Il presidente Giovanni Toti assicura che entro il 30 maggio tutte le persone che avranno diritto al vaccino lo avranno e che presto saranno aperti altri centri dove si potranno somministrare a partire da oggi (quello della Colletta di Arenzano), mentre le aziende ospedaliere aumenteranno la propria capacità di somministrazione. Molti hanno lamentato l’assenza di centri a Ponente, con l’opzione Rossiglione ritenuta da un lato troppo difficile da raggiungere per chi abita a Genova, dall’altro il sindaco del centro della Valle Stura Katia Piccardo aveva espresso timori che il punto vaccinale non sarebbe in realtà servito agli abitanti della valle com’era invece stato studiato in origine».

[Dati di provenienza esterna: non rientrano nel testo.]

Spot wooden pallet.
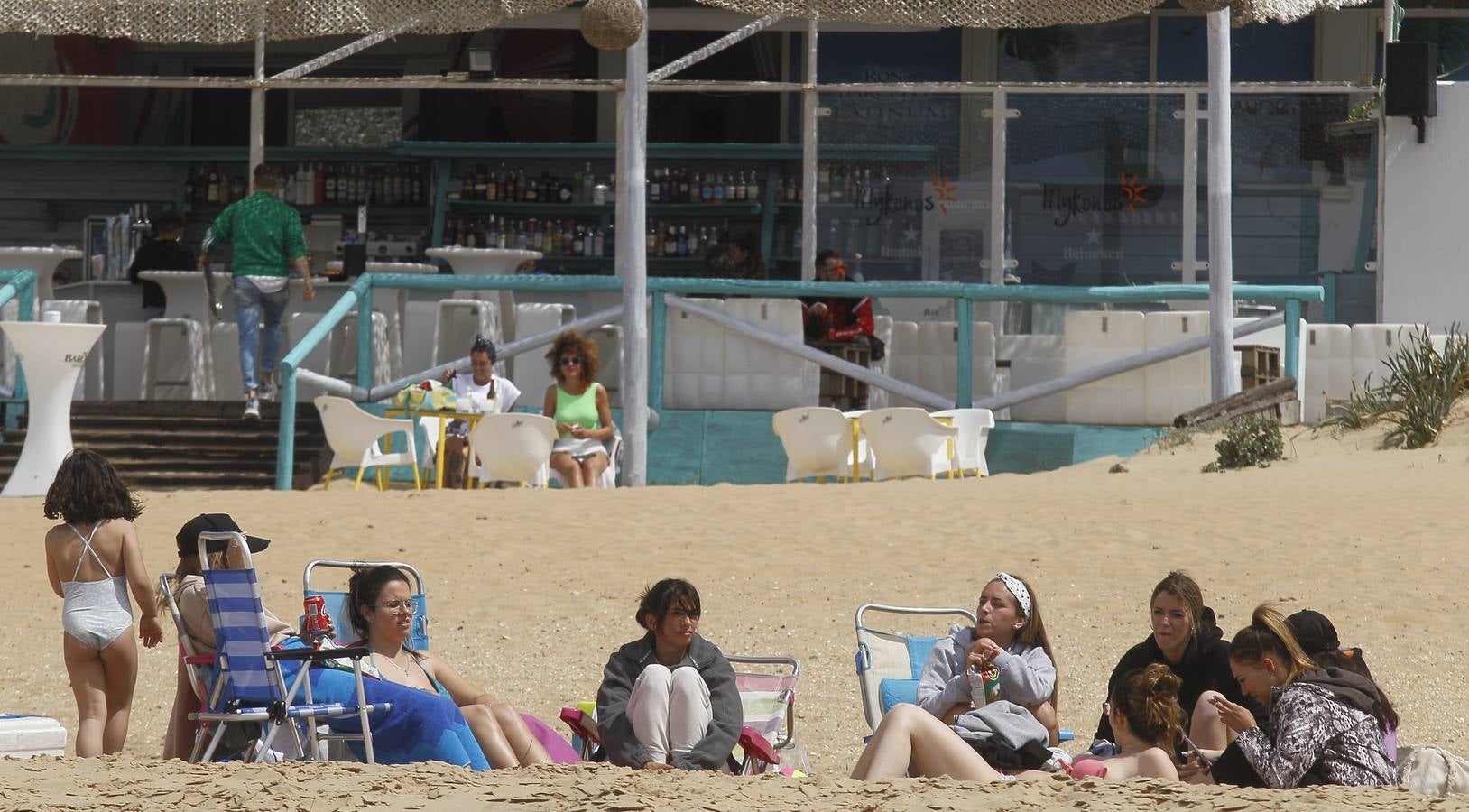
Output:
[817,342,873,411]
[1235,344,1281,392]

Sulla questione delle sedi Toti ribadisce: «Abbiamo scelto di essere più capillari possibili invece che concentrare il personale in luoghi ampi, ma che avrebbero evidentemente fatto spostare più persone».

La programmazione è stata fatta sulla base dei circa 21 mila vaccini a settimana che dovrebbe ricevere la Liguria: 19 mila circa saranno destinati agli over 80 e i restanti 2 mila alla fase ‘1 allargata’ (cioè i sanitari liberi professionisti eccetera). Nel caso dovessero arrivarne di più, la Regione si dice pronta a modificare la programmazione.

«Mano a mano che le agende saranno allargate – afferma Toti – potranno crearsi situazioni apparentemente inique: una volta chiuso il ciclo di prenotazione e analizzate le discrepanze, avremo modo di riequilibrare eventuali significative ingiustizie».

Inoltre viene chiarito che le prenotazioni per i non deambulanti a cui spetta la vaccinazione a domicilio inizierà dal 1° marzo.

«Coloro che invece hanno una temporanea incapacità di muoversi – specifica Toti – devono rivolgersi al proprio medico di medicina generale che comunicherà alla Asl di competenza la necessità di vaccinazione al domicilio».

Il presidente della Regione Liguria invita però i cittadini a mostrare un maggior senso civico: «Invitiamo tutti a non farsi prendere dall’ansia, magari prenotando attraverso il numero verde dedicato per poi chiamare il proprio medico e magari presentarsi alla giornata vaccinale nel proprio comune: in questo modo avremmo tre slot vaccinali occupati alla stessa persona. Il messaggio chiaro e forte è che nessuno rimarrà senza vaccino».

Il subcommissario di Alisa con funzioni di direttore sanitario e responsabile Prevenzione Filippo Ansaldi ha spiegato che la fase 1 “stretta”, quella che riguarda la vaccinazione del personale socio-sanitario e gli ospiti delle Rsa, è rappresentata da 60.142 soggetti che saranno vaccinati entro la metà di marzo. «Le ultime dosi necessarie sono state consegnate questa settimana e sono necessarie 3-4 settimane per ultimare questa fase con la doppia somministrazione. A questi si stanno affiancando gli over 80, che sono circa
170 mila persone, con una adesione alla vaccinazione stimata intorno all’85%: per concludere la loro vaccinazione entro il 9 maggio avremmo dovuto somministrare circa 24 mila dosi alla settimana ma sono diminuite le dosi in consegna e abbiamo dovuto riprogrammare, in relazione alla quantità di vaccini che prevediamo verrà consegnata».

Ansaldi ricorda che i tre accessi obbligatori per le vaccinazioni nei primi anni di vita di un bambino sono circa 25 mila.
«Non bisogna confondere – aggiunge Ansaldi – le agende con le dosi che vengono somministrate agli over 80: oltre al portale, al numero verde Cup e agli sportelli, abbiamo anche altri canali di accesso come ad esempio le giornate vaccinali nei piccoli comuni, gli anziani che vengono vaccinati in dimissione dagli ospedali e le vaccinazioni al domicilio.
Alle aziende sanitarie e ospedaliere è stato chiesto un enorme sforzo, tenuto conto che il contributo del personale arrivato dalla struttura commissariale ha un peso assolutamente relativo: in Asl 3 ad esempio risultano arrivati 8 medici. È bene ricordare che ci sarà un’operazione di recupero ogni volta che verranno aperti nuovi posti disponibili».